Broadband connectivity is definitely top-of-mind for IT Directors across school districts.
And one topic that the most-discussed right now in the broadband world is 5G.
While discussions on 5G have been occurring for awhile (check out the Kajeet blog, What is 5G and its Role in Education? for more), there are articles and reports coming out everyday about the official launch of 5G are everywhere.
Educators in technology face more and more questions about its potential impact on their schools, from on campus to off. But 3G is still used by millions of Americans, and 4G LTE provides the network speeds and coverage necessary to support today’s digital curriculum.
What does 5G bring and how will it impact schools and districts?
A Brief History of Wireless Networks
To begin, the “G” means “generation”, and the number refers to which generation, therefore 5G is the fifth generation of wireless networks.
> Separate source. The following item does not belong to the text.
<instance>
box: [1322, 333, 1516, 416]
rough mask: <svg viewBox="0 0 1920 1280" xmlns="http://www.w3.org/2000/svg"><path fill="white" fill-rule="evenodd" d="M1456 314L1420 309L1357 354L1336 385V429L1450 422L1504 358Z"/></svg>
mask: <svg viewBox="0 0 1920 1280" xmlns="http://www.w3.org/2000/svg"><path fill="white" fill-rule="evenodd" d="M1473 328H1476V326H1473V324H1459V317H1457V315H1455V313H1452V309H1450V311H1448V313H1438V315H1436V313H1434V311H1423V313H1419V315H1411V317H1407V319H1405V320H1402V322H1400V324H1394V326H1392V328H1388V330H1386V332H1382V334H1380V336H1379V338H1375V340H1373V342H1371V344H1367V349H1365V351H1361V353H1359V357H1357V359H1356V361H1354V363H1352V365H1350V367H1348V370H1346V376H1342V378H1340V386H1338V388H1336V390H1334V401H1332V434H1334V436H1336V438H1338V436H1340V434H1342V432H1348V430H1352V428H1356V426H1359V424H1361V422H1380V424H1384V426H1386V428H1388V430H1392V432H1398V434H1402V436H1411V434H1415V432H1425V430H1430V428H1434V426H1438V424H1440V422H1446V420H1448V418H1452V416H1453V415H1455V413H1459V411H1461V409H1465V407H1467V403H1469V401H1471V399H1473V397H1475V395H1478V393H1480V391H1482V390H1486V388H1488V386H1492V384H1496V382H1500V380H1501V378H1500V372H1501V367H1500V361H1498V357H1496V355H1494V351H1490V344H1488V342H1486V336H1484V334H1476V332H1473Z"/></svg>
A PC Mag video helps explain the different generations in terms of what it gave us:
1G: Sound (as in voice)
3G: Mobile Web
4G LTE: Made everything about 10 times faster.
The next generation, 5G, will give us “crazy high speeds” with around “1 millisecond of lag time”, says PC Mag.
But what does that mean for the generations we still hear about today, such as 3G and 4G?
3G is Being Decommissioned
As a consumer, or even as you look for Internet access for your students, 3G is rarely mentioned, but it’s not gone just yet.
Most network shutdowns for 3G are not slated until 2021 or 2022 as the carriers work to phase customers out from 3G and into newer networks. Beginning just next year, carriers will no longer allow new 3G activations on their networks. For example, Verizon Wireless posted an announcement on the 3G network activation retirement, encouraging customers to move to 4G by the end of 2019.
What does this mean for K-12 education?
For any students who access the Internet through Wi-Fi hotspots, those devices will need to be updated to 4G LTE, but there’s still time. If you provide 3G devices to your students, you need to act quickly to replace and upgrade before they become expensive paperweights.
4G, or the fourth generation of cellular network technology, brought us faster speeds through different phases, not in just one leap.
2016: 4G LTE
2017-18: 4G LTE Advanced
2019-20: Gigabit LTE
Not everyone has heard about Gigabit LTE, but it’s still the precursor to 5G in terms of availability and speed. CNetdefines Gigabit LTE as:
Gigabit LTE is an advanced form of LTE, the 4G wireless technology that the cellular carriers use to connect mobile devices… Gigabit LTE is named so because the connection speed peaks at 1 gigabit per second, or the same speed that Google Fiber offers its landline-based internet connection. In other words, really, really fast.
Needless to say, even before 5G gets here, 4G will continue to advance and perform at speeds previously unheard of. Before schools or districts start thinking it’s time to move away from 4G, it’s not going away anytime soon.
5G is on the Horizon
As you’ve seen from the commercials, the carriers are in a race to be the leading provider of 5G. Actual delivery timeframes are expected in the near future:
2018-19: Fixed 5G
2019-21: Mobile 5G
By 2025, North America is estimated to be at nearly 50 percent adoption of 5G, according to a recent GSMA report (GSMA represents the interests of mobile operators worldwide, and also hosts the Mobile World Congress annually). Canada is expected to launch 5G in 2020 as well.
5G uses the millimeter wave portion of the spectrum, between 30 GHz and 300 GHz. The signal covers smaller areas than 4G, and has trouble moving through solid objects, like buildings and trees. However, it covers distances with much greater speed and capacity. So, instead of a central 4G cell tower, with 5G, wireless carriers will have to install a much greater density of smaller, portable towers to carry signals.
While 5G is expected to be even faster than 4G LTE, it requires much more infrastructure in the form of tiny towers to provide cellular service. These 5G towers will take time to build and will initially take place in dense, urban areas.
If your school or district is in an urban area, you may experience 5G network speeds sooner. If your school or district is in a rural area, you may be waiting a few more years.
There are plans to help increase rural broadband access. FCC Commissioner Jessica Rosenworcel is hoping to auction off 2.5 GHz airwaves to help rural communities receive 5G speeds too, reports FierceWireless.
As 5G takes shape, it may cost more than existing 4G service, especially as the latest and greatest advancement. And as the 2019 SETDA report showed, the primary barrier to students not having Wi-Fi at home is cost, especially for students from low-income households.
Unless costs go down, not every family will be able to afford Internet at home for their students.
Networks will continue to evolve and Kajeet is there every step of the way to ensure we continue to help schools and districts across North American close the Homework Gap for the millions of students that lack Internet access at home. From on-campus Internet access to the school bus to home, Kajeet will continue to provide the Internet access educators need to power their mobility programs.